In 1973, sociologist David Rosenhan sought to examine how difficult it would be for people to shed the “mentally ill” label. As you know from your text (page 65) and the video clip (Dr. Rosenhan’s article is also in the Content section under “Interesting Links”) the pseudopatients did not exhibit any symptoms after admission to the hospital. Ironically, their sanity was not detected by hospital staff, but it was detected by the actual patients in the hospitals. At no time during their stay in the hospital was the legitimacy of their schizophrenic label questioned. It was simply assumed that they were schizophrenic, and everything the pseudopatients did and said while in the mental institutions was understood from this premise. Rosenhan concluded that the staff were doing their jobs as designed and made no conscious effort to misconstrue the evidence.

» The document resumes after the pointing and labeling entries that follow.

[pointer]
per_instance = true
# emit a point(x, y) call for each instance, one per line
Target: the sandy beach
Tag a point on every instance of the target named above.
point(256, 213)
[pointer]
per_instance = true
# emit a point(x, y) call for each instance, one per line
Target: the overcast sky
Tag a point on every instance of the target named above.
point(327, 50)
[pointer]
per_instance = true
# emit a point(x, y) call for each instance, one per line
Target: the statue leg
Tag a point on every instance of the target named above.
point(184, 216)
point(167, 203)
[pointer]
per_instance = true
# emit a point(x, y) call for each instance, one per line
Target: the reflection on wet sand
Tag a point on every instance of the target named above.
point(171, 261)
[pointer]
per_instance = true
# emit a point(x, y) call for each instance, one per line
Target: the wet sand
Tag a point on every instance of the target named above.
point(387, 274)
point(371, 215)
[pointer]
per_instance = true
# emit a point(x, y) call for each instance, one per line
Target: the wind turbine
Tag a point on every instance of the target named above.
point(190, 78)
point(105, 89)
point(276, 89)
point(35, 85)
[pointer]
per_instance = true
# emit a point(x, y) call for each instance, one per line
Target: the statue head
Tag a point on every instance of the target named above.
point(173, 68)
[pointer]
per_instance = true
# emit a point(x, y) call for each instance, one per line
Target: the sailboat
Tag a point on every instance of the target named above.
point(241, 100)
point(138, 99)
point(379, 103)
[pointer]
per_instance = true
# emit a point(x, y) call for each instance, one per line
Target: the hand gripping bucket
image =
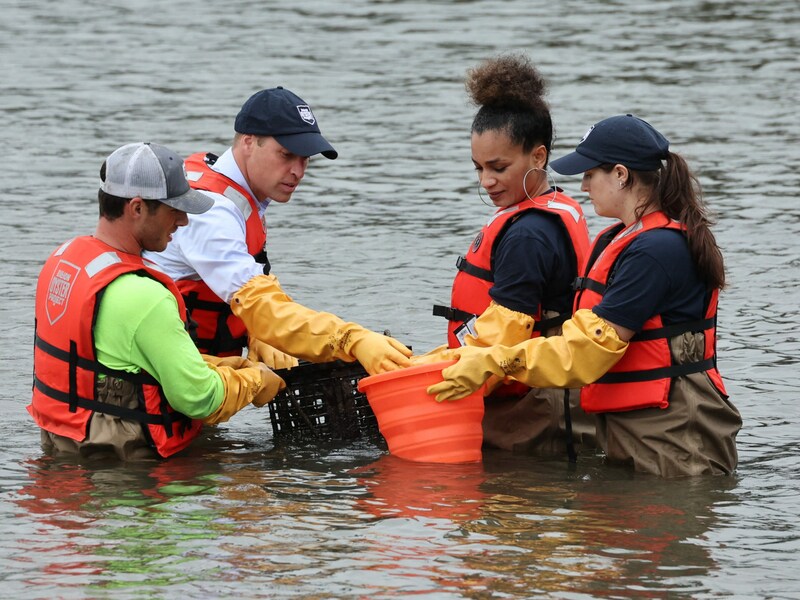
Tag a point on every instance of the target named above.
point(418, 428)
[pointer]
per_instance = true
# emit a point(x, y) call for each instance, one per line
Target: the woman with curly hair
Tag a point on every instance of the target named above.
point(642, 340)
point(514, 283)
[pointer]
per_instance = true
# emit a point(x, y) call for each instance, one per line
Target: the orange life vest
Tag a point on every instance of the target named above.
point(215, 329)
point(65, 366)
point(470, 292)
point(643, 376)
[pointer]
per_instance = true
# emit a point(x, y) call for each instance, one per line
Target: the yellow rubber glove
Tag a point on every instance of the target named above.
point(236, 362)
point(376, 352)
point(242, 387)
point(258, 351)
point(587, 348)
point(500, 325)
point(270, 315)
point(438, 354)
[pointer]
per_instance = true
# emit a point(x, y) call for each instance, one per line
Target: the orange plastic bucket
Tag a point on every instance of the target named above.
point(418, 428)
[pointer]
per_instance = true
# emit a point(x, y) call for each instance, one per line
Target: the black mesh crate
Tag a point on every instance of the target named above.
point(322, 401)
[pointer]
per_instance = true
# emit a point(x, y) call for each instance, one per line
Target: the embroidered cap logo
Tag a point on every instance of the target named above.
point(306, 114)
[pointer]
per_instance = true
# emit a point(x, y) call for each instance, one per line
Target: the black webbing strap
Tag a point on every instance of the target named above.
point(73, 399)
point(72, 360)
point(463, 265)
point(669, 331)
point(556, 321)
point(660, 373)
point(584, 283)
point(452, 314)
point(262, 259)
point(192, 301)
point(76, 362)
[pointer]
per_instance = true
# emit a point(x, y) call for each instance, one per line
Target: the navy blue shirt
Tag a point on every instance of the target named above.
point(654, 275)
point(534, 264)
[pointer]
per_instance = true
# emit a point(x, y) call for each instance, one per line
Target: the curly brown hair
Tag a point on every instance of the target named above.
point(509, 91)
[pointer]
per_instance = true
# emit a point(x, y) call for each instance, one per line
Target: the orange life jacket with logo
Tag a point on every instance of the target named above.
point(643, 376)
point(470, 292)
point(65, 367)
point(215, 329)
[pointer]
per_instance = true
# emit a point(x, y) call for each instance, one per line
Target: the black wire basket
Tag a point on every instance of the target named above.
point(322, 402)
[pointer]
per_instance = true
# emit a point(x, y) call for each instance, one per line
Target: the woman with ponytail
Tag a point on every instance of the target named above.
point(642, 340)
point(514, 282)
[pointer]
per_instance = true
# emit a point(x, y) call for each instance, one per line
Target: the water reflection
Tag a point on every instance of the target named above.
point(600, 533)
point(398, 488)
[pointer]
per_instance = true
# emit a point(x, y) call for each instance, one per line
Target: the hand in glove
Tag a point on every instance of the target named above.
point(376, 352)
point(584, 352)
point(235, 362)
point(258, 351)
point(270, 314)
point(243, 386)
point(438, 354)
point(500, 325)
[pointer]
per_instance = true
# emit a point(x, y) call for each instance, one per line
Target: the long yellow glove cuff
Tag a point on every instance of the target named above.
point(500, 325)
point(270, 315)
point(273, 317)
point(243, 386)
point(587, 348)
point(258, 351)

The moral is that psychiatric labels are so powerful that they can profoundly affect the way information is processed and perceived. Had the same behaviors been observed in a different context, they no doubt would have been interpreted in an entirely different fashion.
Discuss the role of context in influencing our interpretations of abnormal behavior. Also please discuss your views on the stigma of mental illness – is it changing? What are some of the benefits of labeling – giving a diagnosis?
What does research tell us about the benefits or possible negative consequences of labeling/diagnosis? Please cite your source(s).